OF COURSE PEOPLE ARE ANXIOUS AND STRESSED. And when stress goes up, substance “overuse” goes up too. Add Fentanyl to the mix and the overdose death rate is up. Should I call it the “overuse” death rate to be politically correct? I do think that it is stupid to stigmatize “overuse”. But I also do not like the term “overuse”. Addiction may be stigmatized, but to me addiction means the drug or alcohol or gambling has taken over the person’s brain and it is the addiction that is lying to the person and to me. It makes it much easier for me to watch for relapse if I think of it as the habit or substance in control. There is no stigma there: the person is deeply ill and needs help. Part of the help is recognizing relapse. I look for signs.

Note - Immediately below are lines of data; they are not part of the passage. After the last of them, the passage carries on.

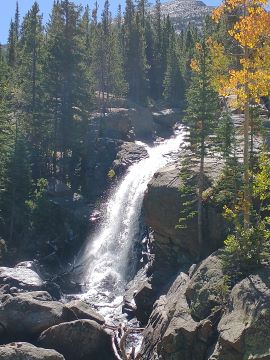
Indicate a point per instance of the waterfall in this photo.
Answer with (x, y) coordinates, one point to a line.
(111, 248)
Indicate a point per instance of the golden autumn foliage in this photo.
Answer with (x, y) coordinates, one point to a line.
(251, 79)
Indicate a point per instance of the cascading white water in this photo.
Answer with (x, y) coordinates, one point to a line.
(109, 252)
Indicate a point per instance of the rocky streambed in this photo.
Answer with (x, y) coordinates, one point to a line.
(186, 308)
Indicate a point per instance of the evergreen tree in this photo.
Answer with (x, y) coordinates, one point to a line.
(173, 82)
(134, 56)
(201, 112)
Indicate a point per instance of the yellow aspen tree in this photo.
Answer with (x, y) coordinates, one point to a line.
(250, 79)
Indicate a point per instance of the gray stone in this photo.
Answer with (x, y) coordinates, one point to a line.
(244, 331)
(78, 340)
(25, 351)
(79, 309)
(203, 290)
(21, 277)
(171, 332)
(25, 315)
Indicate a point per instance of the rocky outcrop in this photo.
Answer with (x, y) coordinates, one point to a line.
(174, 247)
(183, 12)
(165, 119)
(202, 292)
(128, 154)
(244, 330)
(22, 276)
(26, 315)
(106, 154)
(78, 340)
(128, 124)
(25, 351)
(171, 332)
(201, 318)
(78, 309)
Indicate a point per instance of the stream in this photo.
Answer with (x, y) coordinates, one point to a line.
(110, 256)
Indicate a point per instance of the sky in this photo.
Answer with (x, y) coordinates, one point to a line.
(7, 10)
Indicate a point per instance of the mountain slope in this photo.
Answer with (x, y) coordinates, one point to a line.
(183, 12)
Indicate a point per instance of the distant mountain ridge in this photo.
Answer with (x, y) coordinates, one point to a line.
(183, 12)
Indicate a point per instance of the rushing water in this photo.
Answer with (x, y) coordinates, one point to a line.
(109, 253)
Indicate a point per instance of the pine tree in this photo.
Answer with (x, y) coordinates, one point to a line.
(173, 82)
(134, 54)
(29, 80)
(201, 112)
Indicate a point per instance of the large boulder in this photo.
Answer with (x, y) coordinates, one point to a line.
(78, 340)
(128, 154)
(244, 330)
(173, 246)
(203, 290)
(171, 332)
(25, 351)
(22, 277)
(127, 123)
(26, 315)
(79, 309)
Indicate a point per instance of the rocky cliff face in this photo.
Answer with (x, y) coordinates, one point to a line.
(198, 320)
(173, 247)
(183, 12)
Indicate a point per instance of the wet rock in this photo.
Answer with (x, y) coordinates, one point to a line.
(26, 315)
(58, 188)
(21, 277)
(128, 154)
(244, 331)
(132, 288)
(144, 299)
(78, 340)
(165, 119)
(25, 351)
(203, 289)
(174, 247)
(171, 332)
(79, 309)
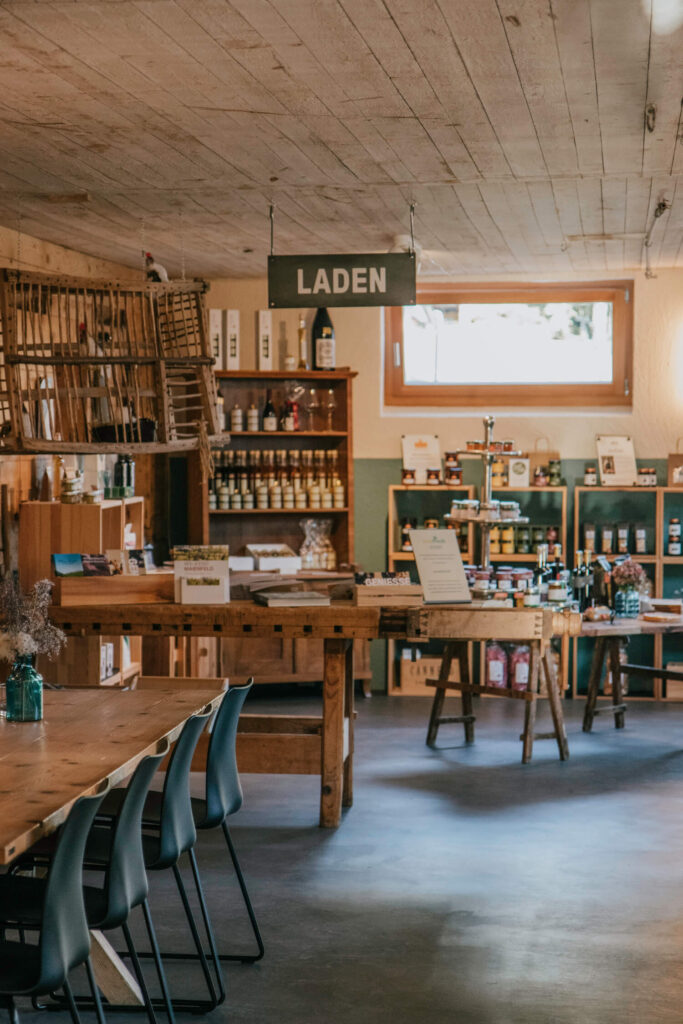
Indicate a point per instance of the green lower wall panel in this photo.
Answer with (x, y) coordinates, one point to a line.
(373, 477)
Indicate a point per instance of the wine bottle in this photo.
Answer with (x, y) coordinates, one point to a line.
(324, 341)
(557, 565)
(303, 353)
(269, 417)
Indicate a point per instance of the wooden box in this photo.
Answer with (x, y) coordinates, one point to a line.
(413, 675)
(148, 589)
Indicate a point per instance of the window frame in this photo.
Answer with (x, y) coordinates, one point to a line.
(616, 393)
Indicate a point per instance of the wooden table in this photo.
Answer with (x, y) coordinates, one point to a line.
(87, 737)
(608, 639)
(299, 744)
(459, 625)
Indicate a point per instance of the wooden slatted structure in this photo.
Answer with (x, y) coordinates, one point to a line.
(103, 366)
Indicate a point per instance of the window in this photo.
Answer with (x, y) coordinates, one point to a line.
(511, 345)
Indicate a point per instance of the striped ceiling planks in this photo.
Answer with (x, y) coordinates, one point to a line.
(517, 126)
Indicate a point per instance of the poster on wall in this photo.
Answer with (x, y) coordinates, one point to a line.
(616, 459)
(421, 452)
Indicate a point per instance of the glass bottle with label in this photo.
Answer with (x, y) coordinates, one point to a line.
(269, 417)
(324, 341)
(303, 348)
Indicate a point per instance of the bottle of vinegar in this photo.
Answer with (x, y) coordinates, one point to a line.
(324, 341)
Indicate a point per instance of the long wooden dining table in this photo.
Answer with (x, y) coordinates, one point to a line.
(86, 738)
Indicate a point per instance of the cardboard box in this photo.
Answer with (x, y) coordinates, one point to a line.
(413, 675)
(274, 557)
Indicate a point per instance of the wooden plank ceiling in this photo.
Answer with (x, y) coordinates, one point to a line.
(518, 127)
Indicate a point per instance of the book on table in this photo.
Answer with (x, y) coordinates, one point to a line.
(291, 598)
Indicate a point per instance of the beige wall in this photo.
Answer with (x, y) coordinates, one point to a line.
(28, 253)
(655, 422)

With behavioral health we learn to watch for signs. The latest guidelines say that we should screen for behavioral health problems at well people visits. One in ten people are depressed and the lifetime incidence is higher.
The online and news articles sound surprised that there is an increase in behavioral health problems. Why would anyone be surprised? We have evolved emotions along with logic and emotions help us to survive. If you are a child in a war zone or a family with abuse or domestic violence, your brain wires to survive the crisis as best you can. These are ACE scores, Adverse Childhood Experiences. Every child’s ACE score is going up during the pandemic. Adults can develop PTSD, depression, anxiety: of course. This is how our species survive. It isn’t FUN but it is not a disaster either. We can help each other. We can listen to each other. We may have to say “I can only listen to this for ten minutes,” and set a timer. There was a cartoon with a father with a stopwatch. The daughter is complaining as fast as she can. He stops her: “There. You have had your one minute of whining today.” Limit the news if it is driving you bananas or you feel more depressed or frightened. Turn off the television: if you live in a safe place, go for a walk. I have goldfinches and pine siskins arguing with each other in my front yard. The cats are hugely entertained by this.
If you are not trying to escape a war zone or something else horrible, give yourself the gentle gifts: things that make you relax. Stupid cat videos, old music, reread a beloved book, a gentle walk outside.
My other go to are the trees. I go lean on a tree when I feel overwhelmed. The trees do not seem to mind. Rocks don’t either and I am very grateful.